王の後妻であるヘロディアの娘サロメは、祝宴を抜け出した先の庭で預言者ヨカナーンの声を聞く。
それは近親婚の禁忌を犯した義父ヘロデと母ヘロディアに対する裁きの預言であった。
サロメはその美しさに魅了され口つけを求めるが、
ヨカナーンは彼女の穢れた生い立ちを呪うばかりである。
祝宴は進み、ヘロデ王がサロメに告げる。
「俺のために舞え。舞ってさえくれれば、望むものを何でもやる……」
穢れの血は、無垢の恋は、何処に流れつくのか。
■キャスト
サロメ(ユダヤの王女 ヘロディアの娘)…雑賀玲衣
ヘロデ(ユダヤの王、サロメの義父)…手塚優希
ヘロデの穢れ ファサエリス(ヘロデの先妻)…小林龍二
ヘロディア(ヘロデの妻、サロメの母)…柳橋龍(兎団)
ヘロディアの穢れ フィリポ(ヘロディアの先夫、ヘロデの兄、サロメの父)…佐藤天衣(兎団)
ナアマン(首斬役)…古川ゆかり
ヨカナーン(預言者、イエスの洗礼者)…きえる
■スタッフ
舞台監督:小林龍二
照明:寺田香織
音響:新直人(salty rock/零'sRecord)
撮影・配信:U-3
衣装・小道具:きえる
写真撮影:加藤春日
宣伝美術:立夏
制作:手塚優希
■演出ノート:「河原ノ者達の禊ぎ、贖罪と代受苦のサロメ」
中世日本には河原ノ者(カワラノモノ)と呼ばれ、河原で賤業を営む人々がいた。
その賤業のひとつであった芸能では、河原ノ者が舞台上で異形の姿を晒すことで常人の罪を引き受ける、代受苦(ダイジュク)という契約があった。
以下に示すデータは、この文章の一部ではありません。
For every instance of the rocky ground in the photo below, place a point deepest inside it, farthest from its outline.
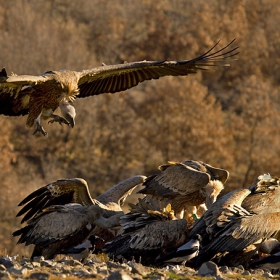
(98, 267)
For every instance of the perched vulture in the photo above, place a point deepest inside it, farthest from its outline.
(40, 95)
(189, 183)
(269, 262)
(231, 233)
(147, 233)
(62, 215)
(184, 253)
(59, 228)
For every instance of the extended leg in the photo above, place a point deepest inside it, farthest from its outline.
(39, 128)
(58, 119)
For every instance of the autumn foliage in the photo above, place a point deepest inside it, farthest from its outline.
(228, 118)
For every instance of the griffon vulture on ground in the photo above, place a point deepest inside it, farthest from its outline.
(63, 215)
(147, 232)
(40, 95)
(188, 183)
(235, 226)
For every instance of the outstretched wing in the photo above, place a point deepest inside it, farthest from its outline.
(57, 193)
(115, 78)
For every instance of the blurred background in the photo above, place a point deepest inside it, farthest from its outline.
(228, 118)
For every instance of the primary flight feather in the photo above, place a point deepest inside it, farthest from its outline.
(40, 95)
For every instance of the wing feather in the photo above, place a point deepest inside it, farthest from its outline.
(57, 193)
(115, 78)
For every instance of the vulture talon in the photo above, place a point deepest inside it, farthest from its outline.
(58, 119)
(52, 89)
(39, 128)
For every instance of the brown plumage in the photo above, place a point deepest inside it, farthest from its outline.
(40, 95)
(228, 229)
(188, 183)
(146, 233)
(63, 215)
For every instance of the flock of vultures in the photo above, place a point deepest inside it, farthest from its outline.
(181, 217)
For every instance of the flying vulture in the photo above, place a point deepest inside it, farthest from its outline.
(233, 229)
(39, 96)
(62, 215)
(187, 183)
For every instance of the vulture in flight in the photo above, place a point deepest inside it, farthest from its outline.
(62, 215)
(39, 96)
(187, 183)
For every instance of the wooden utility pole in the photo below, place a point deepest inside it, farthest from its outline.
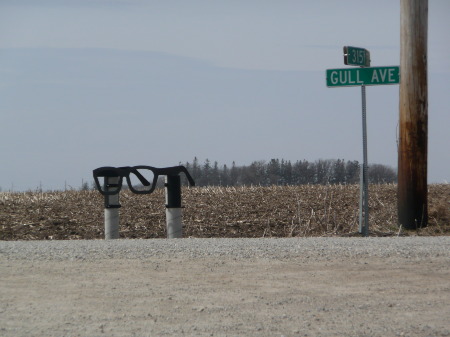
(413, 141)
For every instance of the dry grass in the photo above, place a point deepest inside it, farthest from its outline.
(277, 211)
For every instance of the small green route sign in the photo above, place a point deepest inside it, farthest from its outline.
(354, 56)
(363, 76)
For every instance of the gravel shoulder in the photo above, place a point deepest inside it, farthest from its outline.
(397, 286)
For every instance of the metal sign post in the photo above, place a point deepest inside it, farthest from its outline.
(363, 76)
(364, 228)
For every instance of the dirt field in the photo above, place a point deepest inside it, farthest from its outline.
(278, 211)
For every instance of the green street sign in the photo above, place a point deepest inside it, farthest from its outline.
(363, 76)
(354, 56)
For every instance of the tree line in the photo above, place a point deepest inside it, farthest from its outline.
(284, 172)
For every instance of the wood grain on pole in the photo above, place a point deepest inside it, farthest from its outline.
(413, 128)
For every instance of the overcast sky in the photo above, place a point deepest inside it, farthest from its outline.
(91, 83)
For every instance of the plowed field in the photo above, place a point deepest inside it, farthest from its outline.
(277, 211)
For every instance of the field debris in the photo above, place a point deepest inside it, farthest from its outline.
(252, 211)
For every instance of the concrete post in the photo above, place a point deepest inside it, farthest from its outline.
(173, 207)
(111, 210)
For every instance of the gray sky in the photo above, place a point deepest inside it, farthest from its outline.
(90, 83)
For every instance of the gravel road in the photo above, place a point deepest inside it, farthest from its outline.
(397, 286)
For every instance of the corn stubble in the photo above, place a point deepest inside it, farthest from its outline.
(275, 211)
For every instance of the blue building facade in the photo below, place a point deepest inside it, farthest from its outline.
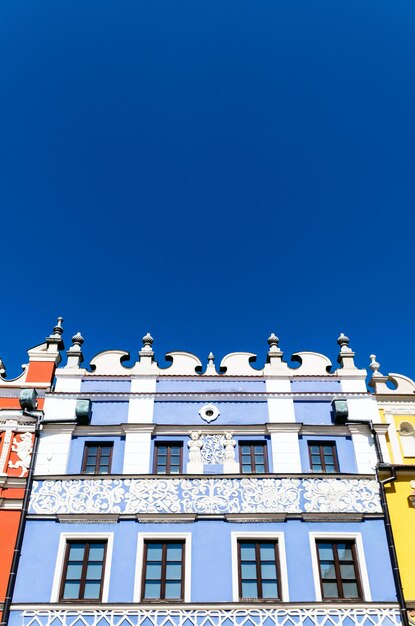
(200, 496)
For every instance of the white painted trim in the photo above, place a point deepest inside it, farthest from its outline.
(166, 536)
(57, 577)
(361, 562)
(282, 557)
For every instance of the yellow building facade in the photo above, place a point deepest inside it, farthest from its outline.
(395, 395)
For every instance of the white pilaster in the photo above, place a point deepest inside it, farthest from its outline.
(141, 410)
(286, 452)
(280, 409)
(137, 452)
(54, 447)
(364, 449)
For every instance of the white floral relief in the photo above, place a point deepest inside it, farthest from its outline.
(211, 495)
(343, 495)
(152, 496)
(23, 448)
(290, 616)
(206, 495)
(213, 449)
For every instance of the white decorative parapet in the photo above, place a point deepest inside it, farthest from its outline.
(205, 496)
(284, 616)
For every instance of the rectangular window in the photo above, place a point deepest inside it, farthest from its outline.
(83, 571)
(323, 457)
(168, 458)
(163, 577)
(339, 576)
(97, 458)
(258, 567)
(253, 457)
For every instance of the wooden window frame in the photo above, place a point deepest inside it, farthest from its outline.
(99, 445)
(168, 444)
(253, 465)
(322, 459)
(163, 570)
(88, 543)
(258, 569)
(337, 562)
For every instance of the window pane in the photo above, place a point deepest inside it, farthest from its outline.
(173, 571)
(71, 590)
(247, 551)
(327, 569)
(269, 589)
(76, 552)
(173, 590)
(96, 552)
(330, 590)
(249, 589)
(153, 571)
(325, 551)
(345, 552)
(152, 590)
(248, 570)
(268, 571)
(92, 590)
(174, 551)
(94, 572)
(347, 571)
(350, 590)
(267, 551)
(74, 571)
(154, 551)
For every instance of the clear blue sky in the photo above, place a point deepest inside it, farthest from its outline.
(210, 171)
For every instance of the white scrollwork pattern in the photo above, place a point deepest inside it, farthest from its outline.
(205, 495)
(290, 616)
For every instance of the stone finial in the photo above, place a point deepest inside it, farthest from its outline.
(147, 343)
(54, 341)
(75, 356)
(273, 342)
(78, 340)
(346, 356)
(374, 366)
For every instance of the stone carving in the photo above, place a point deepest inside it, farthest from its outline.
(290, 616)
(229, 444)
(195, 445)
(213, 451)
(205, 495)
(23, 449)
(341, 495)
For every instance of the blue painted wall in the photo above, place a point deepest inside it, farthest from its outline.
(211, 557)
(76, 453)
(105, 413)
(345, 452)
(230, 412)
(308, 412)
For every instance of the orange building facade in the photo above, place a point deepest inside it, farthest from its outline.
(21, 404)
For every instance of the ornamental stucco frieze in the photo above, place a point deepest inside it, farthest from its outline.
(282, 616)
(213, 495)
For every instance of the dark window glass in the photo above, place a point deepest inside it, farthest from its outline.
(163, 570)
(339, 575)
(97, 458)
(83, 570)
(253, 457)
(168, 458)
(258, 570)
(323, 457)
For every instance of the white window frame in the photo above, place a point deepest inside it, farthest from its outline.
(361, 561)
(139, 565)
(60, 561)
(280, 539)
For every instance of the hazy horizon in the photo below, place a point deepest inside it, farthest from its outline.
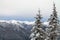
(26, 9)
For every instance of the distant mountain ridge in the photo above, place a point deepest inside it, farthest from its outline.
(15, 30)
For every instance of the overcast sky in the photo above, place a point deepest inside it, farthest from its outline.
(27, 8)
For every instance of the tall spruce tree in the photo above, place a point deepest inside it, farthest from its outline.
(53, 24)
(37, 32)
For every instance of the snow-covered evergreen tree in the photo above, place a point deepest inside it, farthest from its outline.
(53, 25)
(37, 32)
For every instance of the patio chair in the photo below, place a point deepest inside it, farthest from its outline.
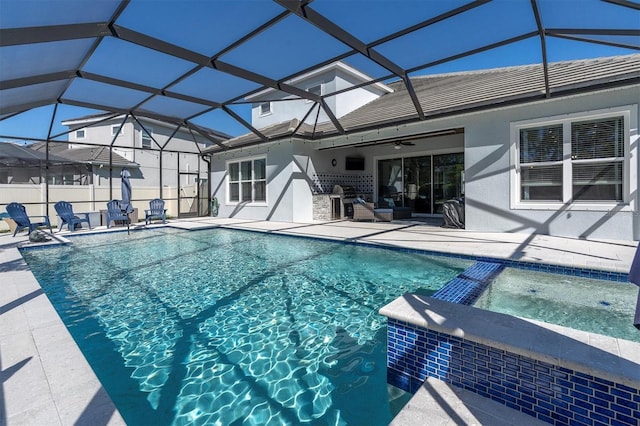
(65, 211)
(156, 211)
(18, 213)
(115, 212)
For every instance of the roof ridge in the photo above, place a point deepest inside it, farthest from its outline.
(526, 66)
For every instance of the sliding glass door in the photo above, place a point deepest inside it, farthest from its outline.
(421, 183)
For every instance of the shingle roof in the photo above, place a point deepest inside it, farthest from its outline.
(93, 155)
(12, 154)
(456, 93)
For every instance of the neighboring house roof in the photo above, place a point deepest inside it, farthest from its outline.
(13, 155)
(88, 119)
(455, 93)
(98, 155)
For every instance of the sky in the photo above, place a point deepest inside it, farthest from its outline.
(206, 27)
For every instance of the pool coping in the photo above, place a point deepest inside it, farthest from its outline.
(614, 359)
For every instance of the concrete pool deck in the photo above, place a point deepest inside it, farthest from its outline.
(44, 379)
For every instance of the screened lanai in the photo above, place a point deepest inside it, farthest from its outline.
(160, 82)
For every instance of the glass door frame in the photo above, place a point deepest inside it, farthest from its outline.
(403, 157)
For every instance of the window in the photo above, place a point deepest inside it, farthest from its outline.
(265, 108)
(247, 181)
(146, 138)
(582, 160)
(114, 130)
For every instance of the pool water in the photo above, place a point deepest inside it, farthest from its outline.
(231, 327)
(596, 306)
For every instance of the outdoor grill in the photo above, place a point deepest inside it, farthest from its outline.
(347, 195)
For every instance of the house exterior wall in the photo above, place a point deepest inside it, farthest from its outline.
(130, 137)
(280, 184)
(298, 170)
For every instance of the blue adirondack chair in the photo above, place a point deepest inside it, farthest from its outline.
(18, 213)
(65, 211)
(115, 212)
(156, 211)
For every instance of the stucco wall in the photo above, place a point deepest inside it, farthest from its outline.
(487, 171)
(280, 185)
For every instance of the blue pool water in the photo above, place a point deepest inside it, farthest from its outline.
(230, 327)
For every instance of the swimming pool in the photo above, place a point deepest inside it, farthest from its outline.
(596, 306)
(231, 326)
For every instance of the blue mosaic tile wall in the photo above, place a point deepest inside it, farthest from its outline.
(550, 393)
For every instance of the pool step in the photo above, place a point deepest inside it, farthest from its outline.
(469, 285)
(437, 403)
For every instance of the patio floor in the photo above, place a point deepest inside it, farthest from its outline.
(44, 379)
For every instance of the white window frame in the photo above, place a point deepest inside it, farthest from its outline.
(114, 129)
(630, 162)
(263, 113)
(253, 180)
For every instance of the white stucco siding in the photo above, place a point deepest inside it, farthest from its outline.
(280, 185)
(488, 166)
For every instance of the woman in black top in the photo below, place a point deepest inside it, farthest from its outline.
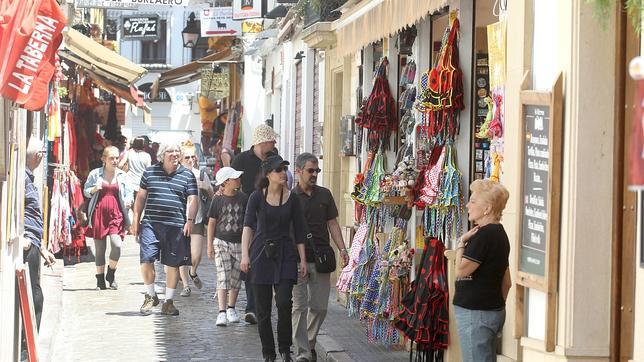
(482, 273)
(271, 255)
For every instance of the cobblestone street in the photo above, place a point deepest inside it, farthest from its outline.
(106, 325)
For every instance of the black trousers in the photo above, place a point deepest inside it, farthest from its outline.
(32, 258)
(263, 304)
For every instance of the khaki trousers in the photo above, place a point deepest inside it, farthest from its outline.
(310, 301)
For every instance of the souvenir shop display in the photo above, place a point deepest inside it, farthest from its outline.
(425, 308)
(424, 178)
(378, 114)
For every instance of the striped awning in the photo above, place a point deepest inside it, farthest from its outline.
(370, 21)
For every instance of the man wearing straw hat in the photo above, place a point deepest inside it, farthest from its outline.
(250, 162)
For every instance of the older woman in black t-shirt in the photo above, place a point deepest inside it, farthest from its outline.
(482, 273)
(270, 253)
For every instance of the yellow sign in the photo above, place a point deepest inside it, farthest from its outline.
(252, 27)
(496, 40)
(215, 84)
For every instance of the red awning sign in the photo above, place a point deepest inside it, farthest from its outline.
(31, 61)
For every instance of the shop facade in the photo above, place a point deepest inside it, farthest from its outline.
(543, 40)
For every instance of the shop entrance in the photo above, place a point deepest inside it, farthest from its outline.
(625, 221)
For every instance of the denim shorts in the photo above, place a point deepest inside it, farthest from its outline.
(477, 332)
(165, 243)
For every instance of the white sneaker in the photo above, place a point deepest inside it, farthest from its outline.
(221, 319)
(232, 316)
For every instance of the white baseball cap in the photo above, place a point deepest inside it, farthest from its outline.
(226, 173)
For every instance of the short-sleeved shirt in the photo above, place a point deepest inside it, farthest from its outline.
(33, 215)
(274, 223)
(248, 162)
(229, 211)
(318, 208)
(167, 194)
(482, 290)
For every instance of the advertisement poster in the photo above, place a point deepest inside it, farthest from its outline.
(215, 85)
(247, 9)
(219, 22)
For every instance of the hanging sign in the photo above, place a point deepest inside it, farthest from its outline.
(252, 27)
(248, 9)
(141, 27)
(30, 63)
(219, 22)
(105, 4)
(126, 4)
(215, 85)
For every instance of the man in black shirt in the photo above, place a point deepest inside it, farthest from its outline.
(250, 162)
(311, 295)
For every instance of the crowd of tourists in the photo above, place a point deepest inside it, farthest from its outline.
(261, 230)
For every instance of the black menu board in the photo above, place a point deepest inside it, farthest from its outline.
(535, 189)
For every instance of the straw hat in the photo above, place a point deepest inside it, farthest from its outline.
(264, 133)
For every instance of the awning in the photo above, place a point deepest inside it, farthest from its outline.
(190, 72)
(371, 21)
(100, 60)
(128, 93)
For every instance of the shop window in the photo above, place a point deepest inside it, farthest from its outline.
(317, 125)
(298, 109)
(154, 51)
(201, 49)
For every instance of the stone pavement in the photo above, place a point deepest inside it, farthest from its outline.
(83, 324)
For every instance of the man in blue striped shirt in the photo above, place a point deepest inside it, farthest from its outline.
(167, 190)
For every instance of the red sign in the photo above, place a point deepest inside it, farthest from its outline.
(30, 62)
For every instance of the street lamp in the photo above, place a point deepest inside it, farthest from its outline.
(191, 32)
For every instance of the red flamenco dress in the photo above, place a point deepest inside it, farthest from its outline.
(108, 217)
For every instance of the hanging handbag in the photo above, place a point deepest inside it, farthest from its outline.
(324, 258)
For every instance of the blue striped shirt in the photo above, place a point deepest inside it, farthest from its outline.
(167, 194)
(33, 215)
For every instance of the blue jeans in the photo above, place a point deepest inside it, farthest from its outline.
(477, 331)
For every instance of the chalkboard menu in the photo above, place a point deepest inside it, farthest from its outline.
(535, 189)
(537, 254)
(541, 134)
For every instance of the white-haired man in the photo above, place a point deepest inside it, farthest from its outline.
(34, 226)
(167, 190)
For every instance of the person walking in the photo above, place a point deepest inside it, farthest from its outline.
(250, 163)
(311, 295)
(167, 191)
(225, 227)
(205, 194)
(31, 239)
(269, 254)
(137, 161)
(110, 198)
(482, 273)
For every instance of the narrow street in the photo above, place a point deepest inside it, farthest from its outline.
(107, 326)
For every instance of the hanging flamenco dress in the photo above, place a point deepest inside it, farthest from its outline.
(424, 317)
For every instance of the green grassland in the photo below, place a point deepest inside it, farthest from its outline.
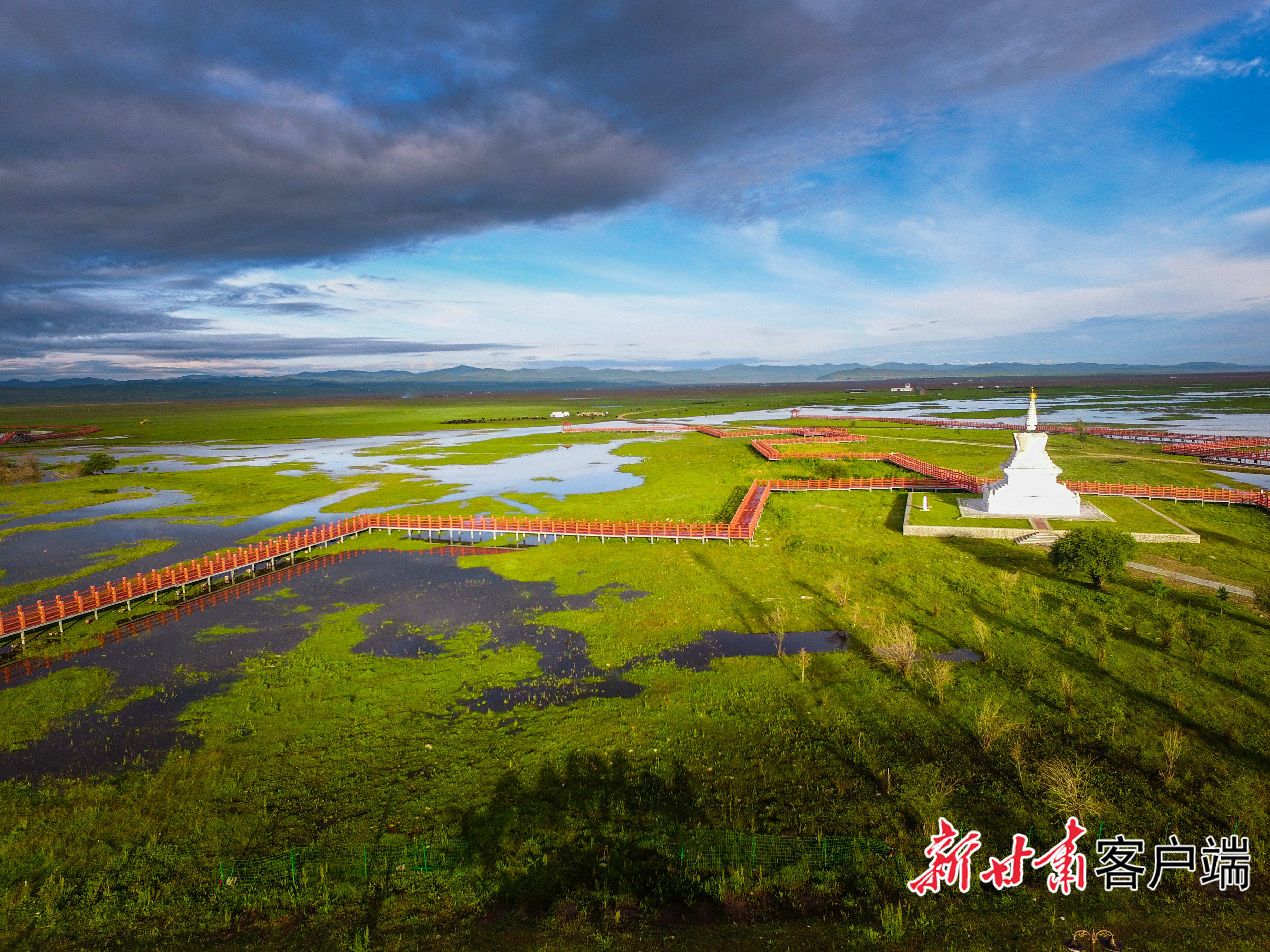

個人が人間の罪を請け負うという点で、イエスの贖罪にとても良く似ている。
獣の仕業では河原を舞台とし、身体に日本芸能の作法を取り入れ、河原ノ者達の演じるサロメとして仕立てる。
また、禁忌の犠牲になったヘロデの先妻やヘロディアの先夫を役として追加し、異形として穢れを表現する。
サロメの先行小説であるフローベール「ヘロディア」の一節も引用し、穢れの由縁も掘り下げて行く。
禁忌の夫婦の娘サロメ。彼女が自らにも流れる穢れの血を請け負い、
善悪も生死も変貌させ自由になる──代受苦を通して、そんな無垢の恋を表現したい。
聖書を原典とするワイルドのサロメは水や河とは縁深い。
河原ノ者達の風景と、有機的にリンクしてくれるだろう。